Tunisie

Clôture du 60e festival de Carthage : Majda Roumi triomphe.

La soirée de clôture de la 60e édition du festival de Carthage a été marquée par un retour triomphal de la chanteuse libanaise Majda Roumi, après huit ans d’absence. Le concert, qui a duré plus de deux heures, a attiré une foule immense, venue célébrer le talent inébranlable de l’artiste, reconnue pour son engagement artistique et son raffinement.

Accompagnée d’un orchestre composé de musiciens tunisiens et libanais, Majda Roumi a interprété une vingtaine de chansons, dont plusieurs classiques que le public a chantées en chœur. Ses morceaux emblématiques tels que « Am Yasalouni », « Koudhni Habibi » et « Aslama, Aslama » ont fait vibrer l’assistance, créant une atmosphère euphorique.

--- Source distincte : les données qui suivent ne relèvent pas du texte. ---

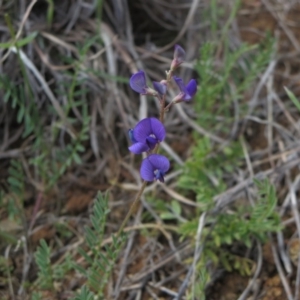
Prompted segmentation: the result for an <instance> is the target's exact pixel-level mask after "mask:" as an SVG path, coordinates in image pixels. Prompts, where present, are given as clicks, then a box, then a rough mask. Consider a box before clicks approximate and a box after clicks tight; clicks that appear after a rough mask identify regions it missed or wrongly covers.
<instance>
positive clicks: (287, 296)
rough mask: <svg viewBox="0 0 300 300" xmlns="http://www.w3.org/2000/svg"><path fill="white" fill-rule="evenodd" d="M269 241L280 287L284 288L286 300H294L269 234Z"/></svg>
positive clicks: (272, 240)
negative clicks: (269, 239) (270, 245)
mask: <svg viewBox="0 0 300 300" xmlns="http://www.w3.org/2000/svg"><path fill="white" fill-rule="evenodd" d="M269 239H270V241H271V248H272V253H273V257H274V262H275V265H276V269H277V271H278V273H279V276H280V279H281V282H282V285H283V287H284V290H285V293H286V296H287V298H288V300H296V299H294V298H293V295H292V292H291V288H290V286H289V284H288V282H287V279H286V276H285V275H284V272H283V270H282V267H281V264H280V261H279V257H278V254H277V251H276V248H275V245H274V242H273V240H272V237H271V235H270V234H269Z"/></svg>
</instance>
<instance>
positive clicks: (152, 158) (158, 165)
mask: <svg viewBox="0 0 300 300" xmlns="http://www.w3.org/2000/svg"><path fill="white" fill-rule="evenodd" d="M148 159H149V161H150V162H151V164H152V166H153V169H154V170H160V171H162V172H164V173H165V172H167V171H168V170H169V168H170V162H169V160H168V159H167V158H166V157H165V156H163V155H160V154H151V155H149V156H148Z"/></svg>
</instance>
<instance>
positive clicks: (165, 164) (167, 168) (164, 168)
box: [140, 154, 170, 182]
mask: <svg viewBox="0 0 300 300" xmlns="http://www.w3.org/2000/svg"><path fill="white" fill-rule="evenodd" d="M169 168H170V162H169V160H168V159H167V158H166V157H165V156H163V155H159V154H151V155H149V156H148V157H147V158H145V159H144V160H143V161H142V165H141V169H140V174H141V177H142V178H143V179H144V180H145V181H153V180H155V179H157V180H159V181H160V182H164V175H165V173H166V172H167V171H168V170H169Z"/></svg>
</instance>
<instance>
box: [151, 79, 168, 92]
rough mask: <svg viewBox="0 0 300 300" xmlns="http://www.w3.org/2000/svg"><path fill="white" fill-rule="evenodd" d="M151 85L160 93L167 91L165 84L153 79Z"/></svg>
mask: <svg viewBox="0 0 300 300" xmlns="http://www.w3.org/2000/svg"><path fill="white" fill-rule="evenodd" d="M153 87H154V89H155V90H156V91H157V92H158V93H159V94H160V95H165V93H166V92H167V86H166V85H165V84H163V83H160V82H157V81H153Z"/></svg>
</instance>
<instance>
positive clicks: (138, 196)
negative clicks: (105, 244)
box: [116, 70, 173, 237]
mask: <svg viewBox="0 0 300 300" xmlns="http://www.w3.org/2000/svg"><path fill="white" fill-rule="evenodd" d="M172 74H173V71H172V70H170V71H169V72H168V73H167V85H169V83H170V81H171V78H172ZM158 100H159V101H160V113H159V120H160V121H161V122H162V123H164V115H165V105H166V95H164V96H163V97H162V98H161V99H159V98H158ZM169 106H170V105H168V107H169ZM158 148H159V144H157V145H156V146H155V148H154V149H153V152H152V153H157V152H158ZM146 186H147V182H146V181H144V182H143V184H142V186H141V188H140V190H139V192H138V194H137V195H136V197H135V199H134V201H133V203H132V204H131V206H130V209H129V211H128V213H127V215H126V217H125V219H124V221H123V222H122V224H121V226H120V228H119V230H118V232H117V235H116V236H117V237H120V235H121V233H122V231H123V230H124V227H125V226H126V224H127V222H128V220H129V218H130V217H131V215H132V213H133V211H134V210H135V207H136V205H137V204H138V202H139V201H140V199H141V196H142V194H143V192H144V190H145V188H146Z"/></svg>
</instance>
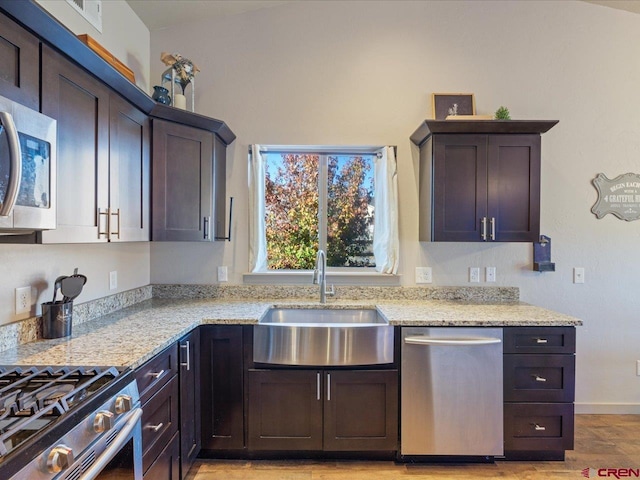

Cependant, la soirée n’a pas été exempte de difficultés. Une panne technique au niveau du son a perturbé une partie de la performance. Malgré cet imprévu, la chanteuse a su faire preuve de professionnalisme et a réussi à maintenir l’attention de ses fans, en présentant un répertoire qui mêlait ses succès à des hommages au patrimoine musical tunisien. Elle a même interprété des mélodies moins connues, où elle a trébuché sur les paroles d’une chanson, mais a rapidement présenté ses excuses au public.

L’artiste a également tenu à rendre hommage à la Tunisie, un pays qui a cru en son talent depuis ses débuts. Dans un medley, elle a revisité des œuvres de figures emblématiques de la chanson tunisienne, telles que Hédi Jouini et Saliha. Ce moment a renforcé le lien historique entre Majda Roumi et la Tunisie, un rapport artistique et affectif qui perdure depuis les années 1980.

En outre, la chanteuse a exprimé son engagement politique et humaniste en dédiant son spectacle à la résilience du peuple libanais face à la guerre. Ses choix artistiques, qui incluent des poètes renommés comme Mahmoud Darwich et Nizar Qabani, témoignent de son désir de promouvoir des thèmes universels tels que la paix et la liberté.

Malgré quelques incidents techniques, l’ambiance festive créée par le public a permis de vivre une soirée mémorable. Cette performance a non seulement souligné le statut d’icône de Majda Roumi, souvent considérée comme l’héritière spirituelle de Fayrouz, mais a également marqué la fin d’un événement artistique majeur. Les spectateurs garderont sans aucun doute un souvenir impérissable de cette soirée au festival de Carthage.